Universities in developing countries are struggling to meet increasing demands for higher education, according to a joint report from Unesco and the Organisation for Economic Cooperation and Development.
Policy-makers face tough choices because of the higher costs associated with university education. In Brazil, where the cost per student of higher education is 1,200 per cent greater than in secondary education, the dilemma is whether to fund one more university student or to expand access to secondary-level education for 12 young people.
But the report concludes that the effort is worthwhile because of the impact of human capital, which could have accounted for about a half a percentage point in the annual growth rates of 16 emerging economies over the past 20 years. This is more than anywhere in the developed world except for Greece, Ireland, Italy and Spain.
For Argentina, Chile, Malaysia and Uruguay in particular, high levels of secondary and tertiary attainment were vital in translating human capital into steady growth, the study says.
The study analyses the link between the level of education and economic growth in 16 of the countries taking part in the Unesco/OECD World Education Indicators programme (WEI). Better-educated people fare much better on the labour market. In Indonesia, a man with tertiary education earns 82 per cent more on average than a man with secondary qualifications only.
"Issues of access should be considered relatively more important in countries with high levels of disparities.

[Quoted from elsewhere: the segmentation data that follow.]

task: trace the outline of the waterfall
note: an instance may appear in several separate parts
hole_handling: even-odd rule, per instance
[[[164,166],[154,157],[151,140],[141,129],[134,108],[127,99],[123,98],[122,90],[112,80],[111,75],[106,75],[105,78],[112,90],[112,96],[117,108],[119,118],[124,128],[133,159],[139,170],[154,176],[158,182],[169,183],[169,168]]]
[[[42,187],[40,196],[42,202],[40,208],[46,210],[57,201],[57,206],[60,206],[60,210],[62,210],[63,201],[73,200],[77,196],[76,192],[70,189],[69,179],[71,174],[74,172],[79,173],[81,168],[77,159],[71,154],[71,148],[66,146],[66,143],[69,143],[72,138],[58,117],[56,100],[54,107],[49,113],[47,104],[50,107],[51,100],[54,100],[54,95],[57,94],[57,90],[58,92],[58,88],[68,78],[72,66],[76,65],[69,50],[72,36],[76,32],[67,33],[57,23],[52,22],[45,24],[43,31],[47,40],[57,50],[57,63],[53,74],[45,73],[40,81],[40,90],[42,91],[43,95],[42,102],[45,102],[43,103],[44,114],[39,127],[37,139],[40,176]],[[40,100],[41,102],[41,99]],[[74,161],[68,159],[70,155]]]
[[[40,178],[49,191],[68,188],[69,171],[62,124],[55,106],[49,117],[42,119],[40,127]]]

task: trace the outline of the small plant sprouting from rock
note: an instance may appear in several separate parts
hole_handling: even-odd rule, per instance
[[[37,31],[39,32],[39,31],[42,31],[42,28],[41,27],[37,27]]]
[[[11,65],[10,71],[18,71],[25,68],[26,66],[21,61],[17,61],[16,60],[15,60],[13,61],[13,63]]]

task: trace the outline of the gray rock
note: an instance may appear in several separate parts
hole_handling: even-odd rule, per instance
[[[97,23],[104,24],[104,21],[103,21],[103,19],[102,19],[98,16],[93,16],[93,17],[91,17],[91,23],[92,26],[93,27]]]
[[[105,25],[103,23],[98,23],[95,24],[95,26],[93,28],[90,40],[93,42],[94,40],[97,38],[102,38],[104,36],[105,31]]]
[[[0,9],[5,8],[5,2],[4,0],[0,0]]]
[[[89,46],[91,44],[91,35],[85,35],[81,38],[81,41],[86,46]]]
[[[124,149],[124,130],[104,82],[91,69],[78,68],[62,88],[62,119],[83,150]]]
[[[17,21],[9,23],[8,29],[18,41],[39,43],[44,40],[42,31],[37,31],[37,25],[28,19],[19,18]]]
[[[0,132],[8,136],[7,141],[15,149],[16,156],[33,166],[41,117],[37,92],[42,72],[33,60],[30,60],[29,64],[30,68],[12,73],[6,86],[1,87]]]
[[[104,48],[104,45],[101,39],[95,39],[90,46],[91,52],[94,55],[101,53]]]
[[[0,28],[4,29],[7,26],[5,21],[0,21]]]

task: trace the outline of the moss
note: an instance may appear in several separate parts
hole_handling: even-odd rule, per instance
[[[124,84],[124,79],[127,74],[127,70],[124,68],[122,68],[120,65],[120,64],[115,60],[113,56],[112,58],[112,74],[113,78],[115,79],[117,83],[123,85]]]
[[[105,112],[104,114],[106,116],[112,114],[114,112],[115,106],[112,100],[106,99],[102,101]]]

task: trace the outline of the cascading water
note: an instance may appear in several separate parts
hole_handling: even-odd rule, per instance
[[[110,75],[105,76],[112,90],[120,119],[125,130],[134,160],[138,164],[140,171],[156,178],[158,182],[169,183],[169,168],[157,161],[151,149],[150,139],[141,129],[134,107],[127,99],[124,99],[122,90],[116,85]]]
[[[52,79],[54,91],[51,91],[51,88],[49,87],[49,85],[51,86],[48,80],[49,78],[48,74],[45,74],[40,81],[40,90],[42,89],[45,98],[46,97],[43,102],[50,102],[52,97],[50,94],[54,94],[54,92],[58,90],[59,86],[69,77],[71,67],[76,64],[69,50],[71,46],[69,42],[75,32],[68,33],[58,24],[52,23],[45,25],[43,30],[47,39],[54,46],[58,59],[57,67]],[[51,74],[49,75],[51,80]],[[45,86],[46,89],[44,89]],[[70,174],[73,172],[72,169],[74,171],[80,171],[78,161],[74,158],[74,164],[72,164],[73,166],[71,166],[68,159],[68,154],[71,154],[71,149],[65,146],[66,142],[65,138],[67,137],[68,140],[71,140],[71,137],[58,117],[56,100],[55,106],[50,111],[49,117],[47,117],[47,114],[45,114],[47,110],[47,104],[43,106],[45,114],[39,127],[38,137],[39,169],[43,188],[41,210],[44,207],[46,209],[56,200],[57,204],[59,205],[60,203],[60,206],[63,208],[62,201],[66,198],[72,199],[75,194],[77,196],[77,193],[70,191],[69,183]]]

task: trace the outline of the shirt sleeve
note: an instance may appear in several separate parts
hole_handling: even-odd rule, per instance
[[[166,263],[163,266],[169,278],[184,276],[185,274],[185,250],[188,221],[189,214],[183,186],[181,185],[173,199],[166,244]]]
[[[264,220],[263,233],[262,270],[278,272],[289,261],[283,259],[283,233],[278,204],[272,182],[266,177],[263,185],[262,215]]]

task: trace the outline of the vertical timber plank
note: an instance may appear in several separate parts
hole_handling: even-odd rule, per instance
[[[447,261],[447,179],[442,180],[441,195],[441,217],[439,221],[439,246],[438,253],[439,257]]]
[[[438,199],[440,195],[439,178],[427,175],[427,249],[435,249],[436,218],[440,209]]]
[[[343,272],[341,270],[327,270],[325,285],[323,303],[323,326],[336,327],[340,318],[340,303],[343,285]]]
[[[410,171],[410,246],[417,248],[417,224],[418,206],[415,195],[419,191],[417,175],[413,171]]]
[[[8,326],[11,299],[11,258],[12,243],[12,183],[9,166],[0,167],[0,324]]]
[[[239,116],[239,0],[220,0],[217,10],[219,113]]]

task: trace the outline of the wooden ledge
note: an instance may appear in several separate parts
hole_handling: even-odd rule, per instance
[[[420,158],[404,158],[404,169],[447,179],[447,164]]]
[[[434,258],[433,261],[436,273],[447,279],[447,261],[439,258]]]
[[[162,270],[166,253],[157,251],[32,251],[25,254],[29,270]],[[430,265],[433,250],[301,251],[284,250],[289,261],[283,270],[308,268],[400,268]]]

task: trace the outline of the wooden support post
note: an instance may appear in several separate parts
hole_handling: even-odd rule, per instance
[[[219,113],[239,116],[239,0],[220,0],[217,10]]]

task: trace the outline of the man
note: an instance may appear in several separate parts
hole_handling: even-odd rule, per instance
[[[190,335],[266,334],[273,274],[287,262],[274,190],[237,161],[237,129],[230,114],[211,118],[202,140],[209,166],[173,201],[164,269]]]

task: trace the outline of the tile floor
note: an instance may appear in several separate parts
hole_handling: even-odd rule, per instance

Low-income families cannot afford higher studies for their children because of the rising cost of such studies and the difficulty experienced by states in investing further," the report says.
While graduation rates in the Russian Federation reach the OECD benchmark of about per cent of the relevant age range, Brazil, China and Tunisia struggle to reach 10 per cent.
Many WEI countries have programmes designed to improve equity in access to higher education, but there are no significant grants in Argentina, Peru, Uruguay and India. In Indonesia, 10 per cent of students receive negligible scholarships of 60,000-75,000 rupiah (£4.20-£5.26) each.
Private contributions and private providers are more prominent in WEI countries than in most OECD countries because governments are unable to cope with the costs. "As the role of private sources is becoming more important in the funding of education, attention is needed to ensure that this balance does not shift so far as to keep potential learners away from education," the report says.
Financing Education - Investments and Returns, Analysis of the World Education Indicators 2002 Edition. Unesco/OECD, Paris, 2002.